Sculpture by Richard Westmacott in London

The statue of George Canning in Parliament Square, Westminster, London, is an 1832 work by Sir Richard Westmacott.

==Description==
The 3.56 m bronze sculpture depicts George Canning (British Prime Minister during 1827) larger than life size, swathed in a long robe and a cloak, holding a scroll in his left hand, similar to a classical statue of an orator from Ancient Rome, although his legs are covered with modern trousers and he has laced shoes on his feet. The statue stands on a 4.4 m granite plinth which bears the inscription "GEORGE CANNING".

== History ==
The statue was first erected near St Margaret's, Westminster, overlooking Old Palace Yard. It was unveiled there on 2 May 1832, five years after Canning's death in office aged 57 in August 1827. The statue was said to be a good likeness, and was based on a bust made by Francis Chantrey for his memorial at Westminster Abbey.

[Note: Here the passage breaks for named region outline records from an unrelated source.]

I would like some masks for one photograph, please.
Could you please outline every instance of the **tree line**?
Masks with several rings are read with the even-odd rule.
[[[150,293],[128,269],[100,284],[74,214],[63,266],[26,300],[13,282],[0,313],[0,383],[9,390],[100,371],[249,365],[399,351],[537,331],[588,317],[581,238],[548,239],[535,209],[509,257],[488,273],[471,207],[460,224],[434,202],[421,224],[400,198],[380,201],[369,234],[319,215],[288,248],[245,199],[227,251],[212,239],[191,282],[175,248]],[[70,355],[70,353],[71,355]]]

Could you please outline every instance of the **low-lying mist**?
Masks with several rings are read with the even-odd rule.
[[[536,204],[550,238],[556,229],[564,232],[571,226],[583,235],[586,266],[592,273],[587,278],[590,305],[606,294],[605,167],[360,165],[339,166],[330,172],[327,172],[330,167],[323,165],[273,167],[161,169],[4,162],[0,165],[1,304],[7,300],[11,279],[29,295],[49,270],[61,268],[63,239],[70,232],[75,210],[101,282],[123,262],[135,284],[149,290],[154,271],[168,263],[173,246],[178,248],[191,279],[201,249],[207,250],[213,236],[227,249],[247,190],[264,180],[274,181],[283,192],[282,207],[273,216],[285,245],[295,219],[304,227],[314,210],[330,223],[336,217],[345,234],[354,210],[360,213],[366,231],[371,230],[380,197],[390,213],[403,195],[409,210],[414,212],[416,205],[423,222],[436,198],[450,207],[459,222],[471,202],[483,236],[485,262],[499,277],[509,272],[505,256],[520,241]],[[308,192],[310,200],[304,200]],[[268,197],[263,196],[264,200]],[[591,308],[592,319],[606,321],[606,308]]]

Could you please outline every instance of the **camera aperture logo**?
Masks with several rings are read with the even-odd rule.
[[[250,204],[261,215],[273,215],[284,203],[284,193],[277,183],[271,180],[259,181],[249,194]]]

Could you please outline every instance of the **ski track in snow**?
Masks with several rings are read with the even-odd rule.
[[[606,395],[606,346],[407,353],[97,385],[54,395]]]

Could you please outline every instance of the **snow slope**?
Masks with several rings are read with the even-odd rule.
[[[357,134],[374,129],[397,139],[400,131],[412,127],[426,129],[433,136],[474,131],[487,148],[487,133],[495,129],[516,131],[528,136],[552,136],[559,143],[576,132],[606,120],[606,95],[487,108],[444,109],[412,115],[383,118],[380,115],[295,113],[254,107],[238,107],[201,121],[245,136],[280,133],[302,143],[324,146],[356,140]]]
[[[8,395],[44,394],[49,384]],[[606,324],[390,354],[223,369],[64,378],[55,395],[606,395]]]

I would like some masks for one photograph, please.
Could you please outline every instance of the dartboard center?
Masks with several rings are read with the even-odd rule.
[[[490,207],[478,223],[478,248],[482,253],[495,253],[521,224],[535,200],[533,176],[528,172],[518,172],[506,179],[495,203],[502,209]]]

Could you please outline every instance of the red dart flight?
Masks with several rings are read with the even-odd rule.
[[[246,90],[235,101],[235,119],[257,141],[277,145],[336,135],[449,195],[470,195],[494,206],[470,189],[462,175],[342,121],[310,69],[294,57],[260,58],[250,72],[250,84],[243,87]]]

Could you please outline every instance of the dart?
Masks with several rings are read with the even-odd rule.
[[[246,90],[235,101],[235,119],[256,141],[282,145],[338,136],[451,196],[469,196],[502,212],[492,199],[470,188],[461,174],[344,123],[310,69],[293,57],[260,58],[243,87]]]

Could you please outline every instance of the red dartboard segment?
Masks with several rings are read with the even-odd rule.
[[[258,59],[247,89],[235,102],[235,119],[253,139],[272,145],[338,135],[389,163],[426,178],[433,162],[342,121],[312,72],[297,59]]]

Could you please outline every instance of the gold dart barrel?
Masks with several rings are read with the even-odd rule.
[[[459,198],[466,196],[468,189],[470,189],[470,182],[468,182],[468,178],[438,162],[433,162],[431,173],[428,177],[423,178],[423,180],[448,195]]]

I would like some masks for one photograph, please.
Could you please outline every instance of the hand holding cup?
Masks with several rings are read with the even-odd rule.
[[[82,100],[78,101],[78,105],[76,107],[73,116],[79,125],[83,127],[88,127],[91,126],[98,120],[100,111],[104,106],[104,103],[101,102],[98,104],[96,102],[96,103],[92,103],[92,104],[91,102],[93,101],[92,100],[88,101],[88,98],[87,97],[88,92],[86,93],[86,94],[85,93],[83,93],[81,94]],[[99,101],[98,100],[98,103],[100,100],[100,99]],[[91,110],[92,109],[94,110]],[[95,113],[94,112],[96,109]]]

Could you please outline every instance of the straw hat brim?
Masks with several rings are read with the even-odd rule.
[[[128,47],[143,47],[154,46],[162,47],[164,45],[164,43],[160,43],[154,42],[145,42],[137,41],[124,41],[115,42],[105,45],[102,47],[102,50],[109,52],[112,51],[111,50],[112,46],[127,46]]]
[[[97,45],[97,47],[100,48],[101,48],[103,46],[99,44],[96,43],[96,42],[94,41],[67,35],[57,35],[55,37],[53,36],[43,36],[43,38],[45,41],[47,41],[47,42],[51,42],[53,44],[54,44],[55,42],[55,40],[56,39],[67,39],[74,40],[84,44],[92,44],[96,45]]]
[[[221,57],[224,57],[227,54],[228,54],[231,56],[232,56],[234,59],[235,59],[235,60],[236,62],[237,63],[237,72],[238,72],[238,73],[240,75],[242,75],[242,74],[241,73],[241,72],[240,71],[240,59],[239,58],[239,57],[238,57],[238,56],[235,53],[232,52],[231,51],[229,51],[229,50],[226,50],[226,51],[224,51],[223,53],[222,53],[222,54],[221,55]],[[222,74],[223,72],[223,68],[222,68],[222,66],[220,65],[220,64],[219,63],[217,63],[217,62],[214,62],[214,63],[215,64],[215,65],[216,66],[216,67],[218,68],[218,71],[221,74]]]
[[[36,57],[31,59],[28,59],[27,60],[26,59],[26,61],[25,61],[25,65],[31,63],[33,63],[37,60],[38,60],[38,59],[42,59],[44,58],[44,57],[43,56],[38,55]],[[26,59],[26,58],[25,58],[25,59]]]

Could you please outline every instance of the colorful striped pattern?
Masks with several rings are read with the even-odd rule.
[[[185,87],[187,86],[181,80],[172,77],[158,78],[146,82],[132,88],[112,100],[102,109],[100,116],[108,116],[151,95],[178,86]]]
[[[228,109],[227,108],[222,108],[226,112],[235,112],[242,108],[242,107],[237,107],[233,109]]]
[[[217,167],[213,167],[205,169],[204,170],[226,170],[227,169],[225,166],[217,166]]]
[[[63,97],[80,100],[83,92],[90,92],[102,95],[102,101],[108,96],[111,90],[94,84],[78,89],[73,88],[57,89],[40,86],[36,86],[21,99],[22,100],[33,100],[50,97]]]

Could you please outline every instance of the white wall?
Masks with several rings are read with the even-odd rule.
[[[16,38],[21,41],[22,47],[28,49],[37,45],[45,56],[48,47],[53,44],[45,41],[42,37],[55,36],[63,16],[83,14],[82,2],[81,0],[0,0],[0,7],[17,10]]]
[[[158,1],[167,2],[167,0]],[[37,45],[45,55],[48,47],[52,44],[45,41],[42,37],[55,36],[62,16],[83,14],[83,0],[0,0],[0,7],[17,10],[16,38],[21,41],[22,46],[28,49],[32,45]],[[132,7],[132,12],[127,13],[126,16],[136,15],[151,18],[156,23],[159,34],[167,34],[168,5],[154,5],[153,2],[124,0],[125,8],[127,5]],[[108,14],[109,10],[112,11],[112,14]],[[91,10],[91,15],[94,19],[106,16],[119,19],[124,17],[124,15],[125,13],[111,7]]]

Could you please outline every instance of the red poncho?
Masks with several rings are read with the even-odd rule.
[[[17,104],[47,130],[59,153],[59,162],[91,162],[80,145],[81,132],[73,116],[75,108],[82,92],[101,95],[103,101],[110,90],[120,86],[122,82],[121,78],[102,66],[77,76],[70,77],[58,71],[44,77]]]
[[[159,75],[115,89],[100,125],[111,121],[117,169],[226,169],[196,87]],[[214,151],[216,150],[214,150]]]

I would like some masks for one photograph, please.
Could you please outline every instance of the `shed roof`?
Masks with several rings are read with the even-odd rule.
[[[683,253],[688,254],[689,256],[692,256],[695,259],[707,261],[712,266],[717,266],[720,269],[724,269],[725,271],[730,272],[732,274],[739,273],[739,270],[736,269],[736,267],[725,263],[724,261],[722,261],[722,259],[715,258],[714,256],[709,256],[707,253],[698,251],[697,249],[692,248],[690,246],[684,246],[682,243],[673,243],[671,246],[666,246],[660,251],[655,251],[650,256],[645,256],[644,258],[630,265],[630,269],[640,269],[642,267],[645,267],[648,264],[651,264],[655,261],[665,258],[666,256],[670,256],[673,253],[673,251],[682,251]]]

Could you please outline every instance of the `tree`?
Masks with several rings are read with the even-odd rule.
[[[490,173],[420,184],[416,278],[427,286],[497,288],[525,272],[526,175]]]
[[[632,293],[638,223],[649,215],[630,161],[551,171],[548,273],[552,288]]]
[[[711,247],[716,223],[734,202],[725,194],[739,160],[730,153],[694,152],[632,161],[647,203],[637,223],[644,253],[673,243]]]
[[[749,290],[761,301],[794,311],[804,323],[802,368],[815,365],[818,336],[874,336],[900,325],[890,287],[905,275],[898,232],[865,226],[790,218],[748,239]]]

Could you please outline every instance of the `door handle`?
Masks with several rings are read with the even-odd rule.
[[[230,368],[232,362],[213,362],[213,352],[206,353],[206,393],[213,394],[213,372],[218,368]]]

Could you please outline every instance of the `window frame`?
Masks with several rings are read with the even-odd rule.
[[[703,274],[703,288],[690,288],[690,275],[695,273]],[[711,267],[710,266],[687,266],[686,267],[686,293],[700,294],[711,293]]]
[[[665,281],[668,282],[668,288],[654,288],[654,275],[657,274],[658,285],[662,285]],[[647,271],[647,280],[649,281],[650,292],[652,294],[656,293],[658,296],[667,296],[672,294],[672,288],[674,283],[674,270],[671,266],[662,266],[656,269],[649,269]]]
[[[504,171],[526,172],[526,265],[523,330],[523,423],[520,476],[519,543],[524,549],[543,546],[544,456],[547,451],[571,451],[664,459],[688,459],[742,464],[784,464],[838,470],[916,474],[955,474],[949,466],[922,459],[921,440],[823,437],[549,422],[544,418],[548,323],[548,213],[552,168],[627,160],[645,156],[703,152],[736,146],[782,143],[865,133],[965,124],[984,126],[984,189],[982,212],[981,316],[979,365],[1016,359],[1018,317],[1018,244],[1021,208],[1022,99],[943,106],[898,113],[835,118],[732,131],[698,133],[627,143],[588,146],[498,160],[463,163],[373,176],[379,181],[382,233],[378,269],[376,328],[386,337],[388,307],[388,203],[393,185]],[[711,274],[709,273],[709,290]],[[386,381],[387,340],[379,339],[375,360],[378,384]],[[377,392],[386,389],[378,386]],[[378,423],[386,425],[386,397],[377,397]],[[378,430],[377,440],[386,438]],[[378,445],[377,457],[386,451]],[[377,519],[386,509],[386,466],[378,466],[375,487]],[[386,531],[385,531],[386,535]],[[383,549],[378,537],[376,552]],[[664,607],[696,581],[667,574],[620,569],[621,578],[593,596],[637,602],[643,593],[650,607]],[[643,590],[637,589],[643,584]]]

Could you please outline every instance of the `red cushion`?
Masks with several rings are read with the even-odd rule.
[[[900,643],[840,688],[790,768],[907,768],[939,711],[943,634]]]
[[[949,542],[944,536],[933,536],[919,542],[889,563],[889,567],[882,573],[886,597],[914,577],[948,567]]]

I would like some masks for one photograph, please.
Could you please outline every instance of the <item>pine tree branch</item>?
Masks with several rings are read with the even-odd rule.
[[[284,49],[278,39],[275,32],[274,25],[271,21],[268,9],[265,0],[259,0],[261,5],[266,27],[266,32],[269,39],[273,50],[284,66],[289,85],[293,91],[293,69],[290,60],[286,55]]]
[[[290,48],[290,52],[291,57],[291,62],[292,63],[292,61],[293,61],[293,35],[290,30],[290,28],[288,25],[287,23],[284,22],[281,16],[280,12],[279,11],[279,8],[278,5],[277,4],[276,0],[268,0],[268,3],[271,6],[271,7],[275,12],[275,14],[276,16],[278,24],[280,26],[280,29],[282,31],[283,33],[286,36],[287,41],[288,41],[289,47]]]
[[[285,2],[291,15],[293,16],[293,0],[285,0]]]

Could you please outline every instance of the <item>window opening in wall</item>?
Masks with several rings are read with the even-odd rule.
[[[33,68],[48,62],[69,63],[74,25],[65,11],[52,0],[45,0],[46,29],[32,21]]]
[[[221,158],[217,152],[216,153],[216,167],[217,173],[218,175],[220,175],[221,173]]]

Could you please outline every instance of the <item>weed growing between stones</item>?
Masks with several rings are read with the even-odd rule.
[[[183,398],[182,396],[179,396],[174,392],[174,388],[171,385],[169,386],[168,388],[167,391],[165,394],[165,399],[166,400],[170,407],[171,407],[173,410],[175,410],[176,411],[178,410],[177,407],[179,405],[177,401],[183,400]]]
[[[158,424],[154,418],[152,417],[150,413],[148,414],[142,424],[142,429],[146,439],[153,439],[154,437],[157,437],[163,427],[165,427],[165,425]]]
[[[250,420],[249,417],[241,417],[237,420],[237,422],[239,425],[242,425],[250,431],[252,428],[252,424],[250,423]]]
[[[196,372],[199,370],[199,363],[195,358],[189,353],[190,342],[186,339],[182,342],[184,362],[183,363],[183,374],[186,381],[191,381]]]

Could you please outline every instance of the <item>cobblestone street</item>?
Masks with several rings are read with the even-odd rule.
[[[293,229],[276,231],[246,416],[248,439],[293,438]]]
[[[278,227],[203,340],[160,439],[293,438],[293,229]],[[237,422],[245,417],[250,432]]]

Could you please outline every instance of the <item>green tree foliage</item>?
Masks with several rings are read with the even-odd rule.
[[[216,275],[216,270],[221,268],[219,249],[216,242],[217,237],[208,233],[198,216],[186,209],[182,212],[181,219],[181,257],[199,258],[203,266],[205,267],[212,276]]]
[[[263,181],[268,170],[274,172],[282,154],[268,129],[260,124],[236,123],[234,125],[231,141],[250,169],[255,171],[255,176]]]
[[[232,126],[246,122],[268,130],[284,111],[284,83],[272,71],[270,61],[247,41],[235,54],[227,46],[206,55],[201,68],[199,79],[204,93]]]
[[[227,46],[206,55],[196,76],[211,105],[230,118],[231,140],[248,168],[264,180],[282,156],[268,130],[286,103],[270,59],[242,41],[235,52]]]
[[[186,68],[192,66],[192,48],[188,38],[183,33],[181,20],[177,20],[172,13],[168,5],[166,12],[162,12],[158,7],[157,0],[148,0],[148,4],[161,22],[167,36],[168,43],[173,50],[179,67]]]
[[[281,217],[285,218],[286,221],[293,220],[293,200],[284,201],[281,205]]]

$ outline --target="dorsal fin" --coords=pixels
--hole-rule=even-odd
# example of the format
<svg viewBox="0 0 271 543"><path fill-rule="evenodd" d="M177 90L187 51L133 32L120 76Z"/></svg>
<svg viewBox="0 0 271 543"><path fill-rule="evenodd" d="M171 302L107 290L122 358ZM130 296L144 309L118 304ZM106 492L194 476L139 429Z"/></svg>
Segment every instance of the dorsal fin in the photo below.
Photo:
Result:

The statue was moved to Parliament Square in 1867, becoming the first statue in the new square as it was laid out. It stands outside 12 Great George Street, the home of the Royal Institution of Chartered Surveyors, in an area now known as Canning Green. The statue became a Grade II listed building in 1970.

During assembly at Westmacott's studio on 4 January 1832 the statue fell from a hoist resulting in the death of assistant sculptor Vincent Gahagan.